César Franco pone de relieve con un cierto tono de resignación cómo la juventud se forma y educa en la provincia segoviana durante su etapa escolar, pero a la hora de cursar los estudios superiores ‘emigra’ a universidades de Valladolid o de Madrid. «Aquí tenemos una extensión de la Universidad de Valladolid y también está la IE, que es un centro privado carísimo solo al alcance de los más potentados», apostilló. «Ojalá tuviéramos los medios y los recursos humanos para solucionar los problemas», reiteró con impotencia.

Cáritas tampoco puede hacer mucho por frenar la despoblación. Es más que anda una cuestión competencial, su misión va por otros derroteros, aunque su labor también se ve condicionada por el envejecimiento y la sangría de población. Las jornadas que empezaron ayer van encaminadas a intentar dar respuestas a las necesidades que emergen dentro de esta depresión demográfica. Aunque el presidente de la entidad diocesana en Castilla y León, Antonio Jesús Martín de Lera, dejó patente la implantación de Cáritas allí donde hay una parroquia, también lamentó la falta de empleo como la principal razón de la hemorragia que desangra los censos de los pueblos de la región y de la provincia.

Así pues, las alarmas siguen encendidas porque el remedio no llega.

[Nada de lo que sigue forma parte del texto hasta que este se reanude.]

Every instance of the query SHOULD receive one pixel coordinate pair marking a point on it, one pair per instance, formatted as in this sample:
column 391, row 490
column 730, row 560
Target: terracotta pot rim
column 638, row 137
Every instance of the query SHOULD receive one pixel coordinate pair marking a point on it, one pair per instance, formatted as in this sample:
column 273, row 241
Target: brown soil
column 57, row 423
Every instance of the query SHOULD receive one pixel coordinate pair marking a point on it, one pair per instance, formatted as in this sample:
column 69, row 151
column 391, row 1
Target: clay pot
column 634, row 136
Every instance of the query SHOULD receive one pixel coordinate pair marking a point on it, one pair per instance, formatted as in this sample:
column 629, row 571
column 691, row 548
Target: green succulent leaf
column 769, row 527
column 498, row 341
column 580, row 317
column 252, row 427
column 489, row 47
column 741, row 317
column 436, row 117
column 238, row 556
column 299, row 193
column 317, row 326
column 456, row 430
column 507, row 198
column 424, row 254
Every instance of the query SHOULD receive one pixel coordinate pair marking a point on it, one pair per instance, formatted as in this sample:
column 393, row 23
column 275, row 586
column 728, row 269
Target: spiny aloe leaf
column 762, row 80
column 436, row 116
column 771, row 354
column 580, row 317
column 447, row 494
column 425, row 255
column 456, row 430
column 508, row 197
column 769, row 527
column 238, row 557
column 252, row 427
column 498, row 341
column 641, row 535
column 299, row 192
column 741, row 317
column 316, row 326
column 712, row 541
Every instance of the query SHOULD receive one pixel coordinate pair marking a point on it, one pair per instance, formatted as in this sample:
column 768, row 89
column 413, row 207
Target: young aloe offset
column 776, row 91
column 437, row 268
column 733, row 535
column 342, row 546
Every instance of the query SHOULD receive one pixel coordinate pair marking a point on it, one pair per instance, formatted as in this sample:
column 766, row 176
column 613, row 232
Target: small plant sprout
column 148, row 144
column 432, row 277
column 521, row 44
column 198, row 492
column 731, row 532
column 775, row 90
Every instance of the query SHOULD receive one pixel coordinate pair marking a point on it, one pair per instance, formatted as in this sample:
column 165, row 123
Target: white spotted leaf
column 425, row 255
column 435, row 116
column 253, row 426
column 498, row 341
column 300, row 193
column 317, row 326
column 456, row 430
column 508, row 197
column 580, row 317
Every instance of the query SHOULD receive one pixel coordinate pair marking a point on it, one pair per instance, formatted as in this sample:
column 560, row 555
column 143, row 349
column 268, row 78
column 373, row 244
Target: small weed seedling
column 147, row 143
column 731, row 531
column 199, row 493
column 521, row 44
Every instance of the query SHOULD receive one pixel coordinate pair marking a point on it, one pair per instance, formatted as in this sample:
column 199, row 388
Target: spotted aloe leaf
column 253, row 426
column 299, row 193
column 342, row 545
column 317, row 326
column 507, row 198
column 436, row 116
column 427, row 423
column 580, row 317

Administraciones públicas, partidos políticos, el empresariado, los sindicatos, el comercio, las organizaciones profesionales agrarias... todos han alertado de una u otra forma, con más o menos ahínco, de que la demografía de Segovia se vacía.

Envejecimiento y despoblación. Dos caballos de batalla que comparten quebraderos de cabeza. No se acierta a apretar la tecla para revitalizar el mundo rural. Las demandas del obispado se cargan de razones en los datos del Instituto Nacional de Estadística (INE), que evidencian la dispersión de los padrones provinciales.

Diseminados y pequeños

Si se echa un vistazo a los ayuntamientos que han de gobernar a vecindarios de menos de mil habitantes, el organismo oficial arroja que el 88% de las localidades entra en este perfil. En concreto, 185 padrones de los 209 municipios que forman el mapa sociopolítico de Segovia no llegan al millar de residentes. Es más, el 36% (75, en términos absolutos) de los pueblos desperdigados por el territorio ni siquiera alcanzan los cien habitantes.

Cuando despertó este 2017, el censo provincial lo integraban 154.041 ciudadanos. Eran 1.611 empadronados menos que doce meses antes. En cuanto a la edad media, el INE la sitúan en torno a los 45,5 años. Para hacerse una idea más ajustada de cómo el territorio envejece y se hace más longevo, esas mismas estadísticas del ente oficial señalan que, a comienzos del año, había 26.839 segovianos que ya habían cumplido los setenta años, y 14.228 superaban la barrera octogenaria.